Provincial / State sides
- Years: Team / Apps / (Points)
- -: Waikato / 73 / ()

Super Rugby
- Years: Team / Apps / (Points)
- 1997-2005: Chiefs / 81 / ()

International career
- Years: Team / Apps / (Points)
- –: New Zealand U19
- –: New Zealand U21
- –: New Zealand 'A'
- –: New Zealand Barbarians

Coaching career
- Years: Team
- 2008-12: Taranaki (Rugby Development Manager)
- Taranaki (Scrum coach)
- 2013-: Taranaki (Chief Executive)

= Michael Collins (rugby union, born 1974) =

New Zealand rugby player (born 1974)

Michael Collins (born 10 May 1974) is a former New Zealand 'A' international rugby union player. He played for Glasgow Warriors, London Irish and Chiefs.

==Rugby Union career==

===Amateur career===

Former captain of New Plymouth Boys' High School first XV.

===Professional career===

He had 73 games for the provincial side Waikato.

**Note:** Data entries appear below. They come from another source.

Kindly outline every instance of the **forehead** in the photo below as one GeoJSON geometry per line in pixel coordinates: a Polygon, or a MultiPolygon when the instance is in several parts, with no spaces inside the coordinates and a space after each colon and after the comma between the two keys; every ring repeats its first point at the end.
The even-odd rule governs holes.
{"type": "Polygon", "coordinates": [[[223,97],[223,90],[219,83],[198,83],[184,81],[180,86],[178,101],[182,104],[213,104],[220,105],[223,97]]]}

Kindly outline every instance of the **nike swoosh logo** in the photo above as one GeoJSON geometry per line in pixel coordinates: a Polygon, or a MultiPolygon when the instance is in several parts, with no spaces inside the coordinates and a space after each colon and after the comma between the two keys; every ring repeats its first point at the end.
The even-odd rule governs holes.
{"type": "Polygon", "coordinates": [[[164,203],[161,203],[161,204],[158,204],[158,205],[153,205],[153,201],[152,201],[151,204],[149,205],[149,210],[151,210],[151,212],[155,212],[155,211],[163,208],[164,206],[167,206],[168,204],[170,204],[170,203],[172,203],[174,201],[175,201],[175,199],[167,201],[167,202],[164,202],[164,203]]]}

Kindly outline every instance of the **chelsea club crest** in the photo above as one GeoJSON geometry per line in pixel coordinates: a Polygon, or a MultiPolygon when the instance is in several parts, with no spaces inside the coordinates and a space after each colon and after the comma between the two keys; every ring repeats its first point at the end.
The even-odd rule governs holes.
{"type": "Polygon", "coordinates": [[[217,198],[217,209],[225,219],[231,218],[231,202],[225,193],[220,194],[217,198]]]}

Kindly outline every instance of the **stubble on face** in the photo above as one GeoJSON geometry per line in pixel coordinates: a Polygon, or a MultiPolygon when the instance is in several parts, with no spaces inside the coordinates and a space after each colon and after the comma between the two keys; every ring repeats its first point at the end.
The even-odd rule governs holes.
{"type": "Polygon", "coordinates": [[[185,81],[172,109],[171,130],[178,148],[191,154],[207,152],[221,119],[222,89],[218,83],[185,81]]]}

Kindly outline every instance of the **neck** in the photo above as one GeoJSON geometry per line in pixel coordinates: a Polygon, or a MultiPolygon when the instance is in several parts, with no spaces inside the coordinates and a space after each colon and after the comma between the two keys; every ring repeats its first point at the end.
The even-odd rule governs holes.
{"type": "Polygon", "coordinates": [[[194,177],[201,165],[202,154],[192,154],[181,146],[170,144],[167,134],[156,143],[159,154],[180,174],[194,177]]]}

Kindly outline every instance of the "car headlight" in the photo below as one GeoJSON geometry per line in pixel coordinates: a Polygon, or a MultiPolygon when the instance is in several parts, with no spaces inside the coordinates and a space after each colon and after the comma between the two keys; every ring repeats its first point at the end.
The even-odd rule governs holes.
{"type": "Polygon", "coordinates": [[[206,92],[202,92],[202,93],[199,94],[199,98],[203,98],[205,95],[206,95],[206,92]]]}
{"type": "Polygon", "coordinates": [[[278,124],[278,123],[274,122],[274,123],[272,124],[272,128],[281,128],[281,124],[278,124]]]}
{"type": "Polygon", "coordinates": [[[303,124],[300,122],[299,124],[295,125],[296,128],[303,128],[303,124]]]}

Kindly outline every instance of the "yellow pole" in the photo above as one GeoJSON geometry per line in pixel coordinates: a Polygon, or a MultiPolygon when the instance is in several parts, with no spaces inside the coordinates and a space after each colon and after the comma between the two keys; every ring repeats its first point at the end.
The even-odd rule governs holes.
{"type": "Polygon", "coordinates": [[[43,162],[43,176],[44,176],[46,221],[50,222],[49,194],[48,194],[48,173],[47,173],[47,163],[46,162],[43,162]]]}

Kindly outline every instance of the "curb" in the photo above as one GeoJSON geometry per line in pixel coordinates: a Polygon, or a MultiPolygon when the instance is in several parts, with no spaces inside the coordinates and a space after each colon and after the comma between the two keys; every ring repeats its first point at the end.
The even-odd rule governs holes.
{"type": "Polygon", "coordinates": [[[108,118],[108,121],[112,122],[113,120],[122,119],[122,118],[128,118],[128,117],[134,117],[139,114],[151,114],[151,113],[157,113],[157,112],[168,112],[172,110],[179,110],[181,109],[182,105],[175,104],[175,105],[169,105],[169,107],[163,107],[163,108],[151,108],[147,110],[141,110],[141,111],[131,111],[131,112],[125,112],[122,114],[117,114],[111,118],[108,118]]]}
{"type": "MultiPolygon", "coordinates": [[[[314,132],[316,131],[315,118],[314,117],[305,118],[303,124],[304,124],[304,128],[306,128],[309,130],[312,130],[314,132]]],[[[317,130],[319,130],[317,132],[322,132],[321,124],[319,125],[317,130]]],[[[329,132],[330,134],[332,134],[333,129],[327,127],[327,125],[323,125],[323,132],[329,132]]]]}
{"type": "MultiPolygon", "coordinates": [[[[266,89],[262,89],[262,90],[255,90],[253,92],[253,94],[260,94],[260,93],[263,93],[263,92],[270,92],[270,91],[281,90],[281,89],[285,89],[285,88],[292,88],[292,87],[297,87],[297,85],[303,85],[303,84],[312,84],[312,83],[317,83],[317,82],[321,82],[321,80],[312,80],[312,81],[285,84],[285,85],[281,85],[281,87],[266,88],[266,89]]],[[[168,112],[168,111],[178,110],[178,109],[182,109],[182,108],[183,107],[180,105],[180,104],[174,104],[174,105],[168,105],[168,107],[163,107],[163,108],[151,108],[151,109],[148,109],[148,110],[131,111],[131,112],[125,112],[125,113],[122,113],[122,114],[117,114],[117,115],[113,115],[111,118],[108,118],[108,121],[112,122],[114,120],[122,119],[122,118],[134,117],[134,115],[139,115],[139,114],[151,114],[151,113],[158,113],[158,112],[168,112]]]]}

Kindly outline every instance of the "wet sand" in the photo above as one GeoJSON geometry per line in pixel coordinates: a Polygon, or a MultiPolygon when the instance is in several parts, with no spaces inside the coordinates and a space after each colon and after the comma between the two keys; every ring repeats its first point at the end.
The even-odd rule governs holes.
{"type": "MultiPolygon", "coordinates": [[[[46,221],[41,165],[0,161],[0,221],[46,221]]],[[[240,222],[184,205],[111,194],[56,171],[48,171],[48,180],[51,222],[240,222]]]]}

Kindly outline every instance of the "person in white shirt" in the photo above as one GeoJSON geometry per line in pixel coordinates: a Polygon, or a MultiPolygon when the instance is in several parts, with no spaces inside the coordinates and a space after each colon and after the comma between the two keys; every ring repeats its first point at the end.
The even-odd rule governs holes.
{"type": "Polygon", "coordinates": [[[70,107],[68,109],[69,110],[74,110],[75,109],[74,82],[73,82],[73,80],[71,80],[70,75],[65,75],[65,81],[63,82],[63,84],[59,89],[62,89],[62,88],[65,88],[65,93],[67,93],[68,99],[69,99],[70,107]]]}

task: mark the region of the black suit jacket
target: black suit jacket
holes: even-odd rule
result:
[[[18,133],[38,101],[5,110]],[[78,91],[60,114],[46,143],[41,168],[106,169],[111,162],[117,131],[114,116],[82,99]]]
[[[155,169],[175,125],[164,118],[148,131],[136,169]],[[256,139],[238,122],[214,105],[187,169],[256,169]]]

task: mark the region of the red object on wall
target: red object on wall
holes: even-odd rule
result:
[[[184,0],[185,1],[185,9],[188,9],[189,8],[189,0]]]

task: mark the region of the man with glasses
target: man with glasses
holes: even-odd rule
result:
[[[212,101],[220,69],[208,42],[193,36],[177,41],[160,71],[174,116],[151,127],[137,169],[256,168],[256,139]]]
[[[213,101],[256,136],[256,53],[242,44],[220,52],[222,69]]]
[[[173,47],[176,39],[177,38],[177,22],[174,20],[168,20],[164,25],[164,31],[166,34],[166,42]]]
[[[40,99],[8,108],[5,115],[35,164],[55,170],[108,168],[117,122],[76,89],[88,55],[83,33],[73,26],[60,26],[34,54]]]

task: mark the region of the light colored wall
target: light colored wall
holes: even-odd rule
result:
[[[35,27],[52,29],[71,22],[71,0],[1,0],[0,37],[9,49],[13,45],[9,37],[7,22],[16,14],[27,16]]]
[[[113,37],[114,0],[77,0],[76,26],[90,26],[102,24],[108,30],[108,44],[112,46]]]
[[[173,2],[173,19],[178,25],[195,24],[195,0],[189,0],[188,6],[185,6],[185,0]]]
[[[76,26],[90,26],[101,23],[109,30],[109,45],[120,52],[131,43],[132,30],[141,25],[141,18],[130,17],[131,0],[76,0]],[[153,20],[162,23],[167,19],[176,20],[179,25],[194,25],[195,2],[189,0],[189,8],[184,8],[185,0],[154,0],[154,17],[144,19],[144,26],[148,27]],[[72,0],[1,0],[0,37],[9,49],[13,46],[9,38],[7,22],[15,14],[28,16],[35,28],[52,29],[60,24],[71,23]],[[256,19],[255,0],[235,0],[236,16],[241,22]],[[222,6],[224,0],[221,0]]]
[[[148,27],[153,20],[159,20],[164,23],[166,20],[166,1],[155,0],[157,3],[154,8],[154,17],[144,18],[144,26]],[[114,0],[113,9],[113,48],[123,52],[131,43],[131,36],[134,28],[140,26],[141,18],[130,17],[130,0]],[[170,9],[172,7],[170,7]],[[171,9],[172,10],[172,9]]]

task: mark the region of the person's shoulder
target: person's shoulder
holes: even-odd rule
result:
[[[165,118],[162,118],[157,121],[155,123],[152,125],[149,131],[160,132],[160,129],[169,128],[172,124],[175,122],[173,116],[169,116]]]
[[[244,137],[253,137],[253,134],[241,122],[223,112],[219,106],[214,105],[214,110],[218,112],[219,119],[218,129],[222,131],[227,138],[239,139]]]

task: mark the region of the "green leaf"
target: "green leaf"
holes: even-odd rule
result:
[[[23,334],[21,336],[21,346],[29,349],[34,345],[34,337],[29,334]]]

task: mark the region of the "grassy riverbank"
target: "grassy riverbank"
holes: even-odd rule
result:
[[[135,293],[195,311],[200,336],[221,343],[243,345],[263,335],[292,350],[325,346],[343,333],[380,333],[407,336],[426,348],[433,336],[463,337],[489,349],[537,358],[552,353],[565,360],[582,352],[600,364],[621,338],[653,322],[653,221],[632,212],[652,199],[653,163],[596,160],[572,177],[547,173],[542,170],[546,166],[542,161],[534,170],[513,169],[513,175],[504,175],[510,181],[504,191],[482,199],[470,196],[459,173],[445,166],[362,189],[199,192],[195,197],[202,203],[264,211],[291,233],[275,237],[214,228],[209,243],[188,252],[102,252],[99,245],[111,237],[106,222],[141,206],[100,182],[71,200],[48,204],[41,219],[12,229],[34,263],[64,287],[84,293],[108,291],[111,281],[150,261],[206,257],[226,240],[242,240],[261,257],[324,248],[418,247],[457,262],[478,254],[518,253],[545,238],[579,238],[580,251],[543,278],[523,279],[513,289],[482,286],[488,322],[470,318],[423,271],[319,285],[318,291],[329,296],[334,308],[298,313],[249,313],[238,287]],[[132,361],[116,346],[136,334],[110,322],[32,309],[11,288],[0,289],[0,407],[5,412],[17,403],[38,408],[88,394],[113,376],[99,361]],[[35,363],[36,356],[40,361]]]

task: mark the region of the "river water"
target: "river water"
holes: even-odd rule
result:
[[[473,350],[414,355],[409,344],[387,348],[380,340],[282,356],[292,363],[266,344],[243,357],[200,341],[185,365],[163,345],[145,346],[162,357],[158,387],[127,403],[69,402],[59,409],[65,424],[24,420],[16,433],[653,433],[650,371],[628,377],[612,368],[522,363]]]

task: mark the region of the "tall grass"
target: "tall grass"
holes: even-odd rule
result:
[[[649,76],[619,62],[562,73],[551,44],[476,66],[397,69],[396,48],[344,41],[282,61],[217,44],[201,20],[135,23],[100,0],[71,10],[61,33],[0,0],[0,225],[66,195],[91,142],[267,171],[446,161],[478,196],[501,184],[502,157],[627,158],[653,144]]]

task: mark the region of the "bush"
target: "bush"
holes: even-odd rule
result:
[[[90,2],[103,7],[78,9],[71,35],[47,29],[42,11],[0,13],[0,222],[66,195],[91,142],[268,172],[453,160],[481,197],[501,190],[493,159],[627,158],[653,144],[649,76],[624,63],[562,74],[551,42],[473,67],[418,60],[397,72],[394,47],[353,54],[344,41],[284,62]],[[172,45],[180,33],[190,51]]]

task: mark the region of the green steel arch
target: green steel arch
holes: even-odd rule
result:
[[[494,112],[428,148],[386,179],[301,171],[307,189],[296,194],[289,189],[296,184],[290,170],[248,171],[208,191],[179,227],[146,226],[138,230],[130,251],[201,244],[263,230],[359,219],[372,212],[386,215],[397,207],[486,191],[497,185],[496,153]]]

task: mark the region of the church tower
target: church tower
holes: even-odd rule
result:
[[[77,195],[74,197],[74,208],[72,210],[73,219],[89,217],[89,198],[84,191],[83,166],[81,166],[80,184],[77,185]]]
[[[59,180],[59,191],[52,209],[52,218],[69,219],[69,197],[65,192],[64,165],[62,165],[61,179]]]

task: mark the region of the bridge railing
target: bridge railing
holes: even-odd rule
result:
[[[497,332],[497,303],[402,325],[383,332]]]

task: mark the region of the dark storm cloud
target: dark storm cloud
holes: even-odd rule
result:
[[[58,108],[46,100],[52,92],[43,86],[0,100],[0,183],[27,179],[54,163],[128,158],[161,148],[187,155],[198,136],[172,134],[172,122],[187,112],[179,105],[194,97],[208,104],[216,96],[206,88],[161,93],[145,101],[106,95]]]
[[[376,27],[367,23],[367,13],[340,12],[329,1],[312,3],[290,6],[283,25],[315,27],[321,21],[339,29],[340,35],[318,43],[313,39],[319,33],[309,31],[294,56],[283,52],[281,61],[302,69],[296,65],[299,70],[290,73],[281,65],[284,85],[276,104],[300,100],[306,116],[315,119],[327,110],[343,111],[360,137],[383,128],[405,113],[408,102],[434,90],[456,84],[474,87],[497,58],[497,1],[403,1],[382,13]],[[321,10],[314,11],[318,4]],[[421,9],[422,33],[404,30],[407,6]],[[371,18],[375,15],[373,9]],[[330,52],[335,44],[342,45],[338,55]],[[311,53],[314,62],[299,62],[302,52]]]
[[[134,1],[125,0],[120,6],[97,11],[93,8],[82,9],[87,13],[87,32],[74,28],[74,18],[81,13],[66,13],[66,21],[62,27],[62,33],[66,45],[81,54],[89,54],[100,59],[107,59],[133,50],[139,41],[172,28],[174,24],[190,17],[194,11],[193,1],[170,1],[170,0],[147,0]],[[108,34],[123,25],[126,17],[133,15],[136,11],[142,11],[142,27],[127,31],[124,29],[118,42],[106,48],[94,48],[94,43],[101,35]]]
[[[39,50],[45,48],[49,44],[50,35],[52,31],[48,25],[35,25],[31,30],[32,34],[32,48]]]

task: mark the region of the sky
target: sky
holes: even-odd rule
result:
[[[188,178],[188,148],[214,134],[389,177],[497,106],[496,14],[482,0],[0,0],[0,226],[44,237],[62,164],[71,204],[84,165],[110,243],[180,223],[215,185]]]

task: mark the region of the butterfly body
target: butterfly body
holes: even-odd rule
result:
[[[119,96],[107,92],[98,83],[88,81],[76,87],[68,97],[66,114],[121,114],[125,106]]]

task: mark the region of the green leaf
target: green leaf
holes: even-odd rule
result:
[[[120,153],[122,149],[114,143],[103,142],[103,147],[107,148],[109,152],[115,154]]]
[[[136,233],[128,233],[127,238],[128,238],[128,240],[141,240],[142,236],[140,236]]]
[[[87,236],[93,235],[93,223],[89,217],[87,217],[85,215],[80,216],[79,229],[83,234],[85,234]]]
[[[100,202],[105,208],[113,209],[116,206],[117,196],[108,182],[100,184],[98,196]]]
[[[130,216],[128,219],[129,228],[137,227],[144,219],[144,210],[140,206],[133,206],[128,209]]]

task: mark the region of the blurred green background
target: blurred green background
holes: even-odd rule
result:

He began his professional career playing for the New Zealand provincial Super Rugby team Chiefs. He captained the side in 1999.

He signed for Glasgow Warriors in 2007, after a two year with London Irish.

===International career===

Collins has played for New Zealand U19, New Zealand U21, New Zealand 'A' and New Zealand Barbarians.

===Coaching career===

In September 2008 Collins joined Taranaki as a rugby development manager, leaving Glasgow Warriors. He later became the club's scrum coach.

===Administration career===

In 2013 was made Chief Executive of Taranaki Rugbry.